In 2019, the FDA approved a nasal spray that contains a potent ketamine derivative called esketamine as a treatment for severe depression. But it’s more expensive than standard ketamine, so many doctors simply prescribe the tried and tested anaesthetic off-label. They are doing so more often: data suggests that ketamine prescriptions in the United States rose more than fivefold from 2017 to 2022.

Does it work?

Ketamine faces a high bar, as it tends to be given to people with more severe depression who have already tried standard treatments but received little or no benefit. But even in people who did not respond to other drugs, ketamine can prove highly effective.

“We see about 50 to 60% of people having a very clinically meaningful response,” says Joshua Rosenblat, a staff psychiatrist and clinician-researcher at Toronto Western Hospital, Canada. “There's been over 40 clinical trials now supporting the use of ketamine for depression. For the most part, they've just been very, very consistent that there's a rapid and robust antidepressant effect.”

“We think of ketamine and electroconvulsive therapy (ECT) as quote-unquote big guns that we save for more severe cases,” he adds. (Because of its potency as an anti-depressant, when ketamine first emerged some psychiatrists referred to the drug as “liquid ECT”).

How does it work?

As is true for many psychiatric medicines, scientists aren’t sure how ketamine works at the molecular level in the brain to lift depression. Its benefits seem to come from triggering what psychiatrists call a dissociative state.

People who take it “might feel removed from their body, feeling like they’re in a dreamlike state or like they're floating,” Rosenblat says.

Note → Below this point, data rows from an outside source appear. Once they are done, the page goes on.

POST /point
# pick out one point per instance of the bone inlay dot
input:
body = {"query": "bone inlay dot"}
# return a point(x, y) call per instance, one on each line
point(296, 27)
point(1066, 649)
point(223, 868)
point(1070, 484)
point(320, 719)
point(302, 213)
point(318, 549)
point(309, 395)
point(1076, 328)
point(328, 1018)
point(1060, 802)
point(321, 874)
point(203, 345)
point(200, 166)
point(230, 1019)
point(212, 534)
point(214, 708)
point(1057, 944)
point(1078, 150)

His clinic typically offers those with treatment-resistant depression an acute course of four to six ketamine treatments over two to four weeks. For those patients who respond, the programme switches to a maintenance schedule of a treatment every two to four weeks — which fits with how often Musk said he takes the drug.

“It's a very important alternative strategy because it works so differently to conventional medicines,” says David Nutt, a neuropsychopharmacologist at Imperial College London.

Is it used beyond depression?

Although esketamine is approved for some forms of depression, ketamine isn’t licensed in the United States as a treatment for psychiatric conditions. But its success against depression is encouraging researchers and even doctors to investigate its effects for other patients.

“When you get an effective treatment in psychiatry, you tend to look out from the initial indication, to look for benefit,” Young says. His team is studying whether it can help with anorexia. Others are looking at the effects on people with alcohol addiction, anxiety disorders, obsessive-compulsive disorder, and post-traumatic stress disorder (PTSD).

“I don't prescribe for those indications because I don't think the evidence is sufficient,” Rosenblat says. “But certainly there’s a lot of prescribers who do. I think it's really grown in popularity for PTSD.”

Is it safe?

Regulations and medical best-practice say that ketamine should only be administered under the proper conditions, which include supervision for several hours afterwards. Some people receiving the drug for depression do react badly, even at relatively low doses.

“It's very rare for people to have full perceptual disturbances in terms of hallucinations,” Rosenblat says. “It's more distortion of time and space and colours and sounds.”

Some people he has treated have entered a very unpleasant state that ketamine users call a K-hole. “You feel like you're dying, like everything goes black,” he says. “It can be distressing. And so we have staff that are trained in grounding people that sit next to them.”

Not everyone who takes ketamine receives that help. Some clinics and doctors administer the drug unsupervised. And then there’s illegal recreational use, which many see as a growing problem because the drug severely affects judgement.

“There are quite a few documented deaths from ketamine,” Nutt says. “Never take it alone or where you can be vulnerable. Not near water, as [Matthew] Perry did, or outside on a cold night admiring the stars.”